1. Approximately 1.65 million deaths from cardiovascular causes in 2010 resulted from sodium consumption greater than 2.0 g per day.
2. Of these deaths, 84.3% occurred in low- and middle-income countries.
Study Rundown: Hypertension is one of the strongest modifiable risk factors for cardiovascular disease and death globally. With the increasing burden of disease, national efforts in education and prevention have become a public health priority in many countries. A key recommendation in the management of hypertension is reducing sodium consumption. In this study, the Global Burden of Diseases Nutrition and Chronic Diseases Expert Group (NUTRICODE) estimated the effects of excess sodium consumption on global cardiovascular mortality. The investigators found that the mean level of sodium consumption worldwide in 2010 was close to 4 g per day. The World Health Organization (WHO) recommends that daily sodium intake should not exceed 2 g per day – a standard which was exceeded in 181 of 187 countries evaluated in this study. Using a model that considers current global sodium intake, the relationship between reduced sodium intake and blood pressure, and the relationship between blood pressure and cardiovascular mortality, it was estimated that 1.65 million deaths from cardiovascular causes in 2010 were attributable to sodium consumption that exceeded a reference level of 2 g per day. Limitations of this study include that sodium intake was estimated mainly by 24-hour urine collection and the study includes incomplete data from some countries. Overall, these findings provide perspective on current levels of sodium consumption and its implications for global cardiovascular disease.

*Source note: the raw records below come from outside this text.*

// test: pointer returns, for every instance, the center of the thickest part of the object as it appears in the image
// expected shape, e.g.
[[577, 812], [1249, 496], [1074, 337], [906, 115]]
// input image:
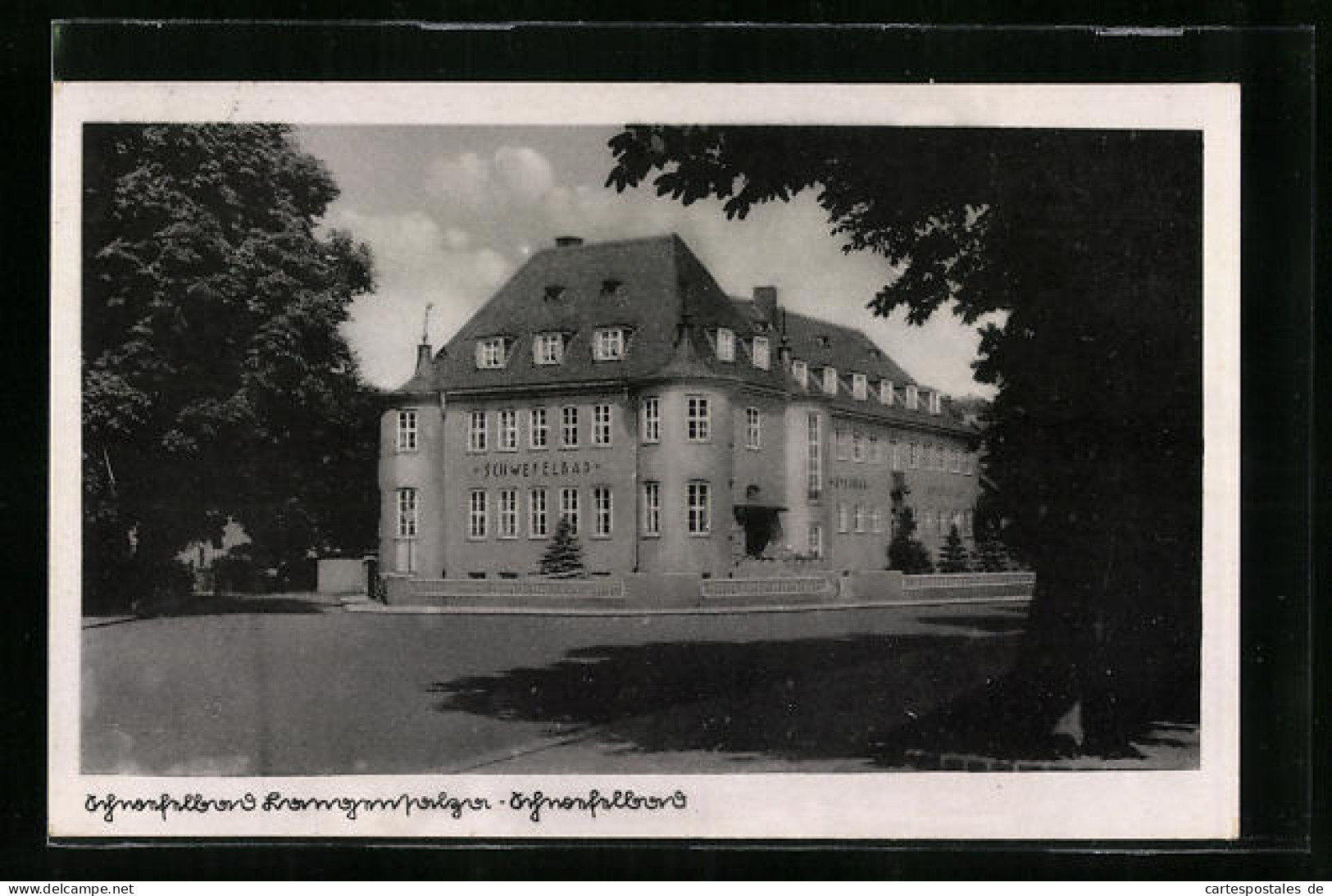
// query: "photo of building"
[[675, 428]]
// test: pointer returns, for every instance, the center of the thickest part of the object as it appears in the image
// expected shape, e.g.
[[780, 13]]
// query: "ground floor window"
[[699, 503], [601, 501], [477, 514], [569, 509], [507, 513], [652, 509], [537, 513]]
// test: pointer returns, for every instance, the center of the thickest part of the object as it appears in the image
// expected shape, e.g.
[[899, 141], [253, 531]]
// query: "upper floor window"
[[490, 352], [761, 353], [752, 429], [650, 420], [601, 425], [609, 343], [859, 386], [507, 425], [801, 371], [477, 430], [830, 381], [698, 424], [569, 426], [539, 428], [548, 348], [725, 343], [407, 430]]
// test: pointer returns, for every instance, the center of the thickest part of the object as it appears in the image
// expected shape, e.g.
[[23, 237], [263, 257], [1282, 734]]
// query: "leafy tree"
[[564, 556], [952, 556], [216, 382], [1080, 255], [906, 553]]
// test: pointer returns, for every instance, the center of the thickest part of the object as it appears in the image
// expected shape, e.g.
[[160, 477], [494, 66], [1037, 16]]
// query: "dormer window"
[[761, 353], [548, 348], [492, 353], [609, 343], [859, 386], [725, 343], [801, 371]]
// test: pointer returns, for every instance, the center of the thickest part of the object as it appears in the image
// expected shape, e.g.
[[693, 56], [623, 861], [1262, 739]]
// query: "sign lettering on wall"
[[532, 469]]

In-Depth: This study assessed the effect of sodium consumption on global cardiovascular mortality. Global sodium consumption was estimated using data from surveys conducted in 66 countries. These surveys estimated sodium consumption based on 24-hour urine collections, estimates of dietary intake, or both. The effects of reduced sodium intake on blood pressure were evaluated in a meta-analysis of randomized trials. The effects of systolic blood pressure on death from cardiovascular disease were calculated using data from two large international studies. The reference level of sodium intake was determined using levels associated with the lowest blood pressure levels and lowest risk of disease in past studies and trials. Dietary guidelines were also considered in setting the reference level. Data on current blood pressure levels and cardiovascular mortality were obtained from multiple sources including the Global Burden of Disease Study 2010. Finally, cardiovascular mortality attributable to sodium intake above the reference level was estimated by multiplying a calculated population-attributable fraction by the number of deaths in each country.
Globally, the mean level of sodium consumption in 2010 was 3.95 g per day. The mean level of sodium intake exceeded the WHO-recommended level (2.0 g per day) in 181 of 187 countries. There was a linear dose-response relationship between reduced sodium intake and blood pressure (P<0.001 for linearity and P=0.58 for nonlinearity). There was a log-linear dose-response relationship between blood pressure and cardiovascular mortality. In 2010, 1.65 million deaths from cardiovascular causes were attributable to sodium consumption above a reference level of 2.0±0.2 g per day. Of these deaths, 4 out of 5 occurred in low- and middle-income countries.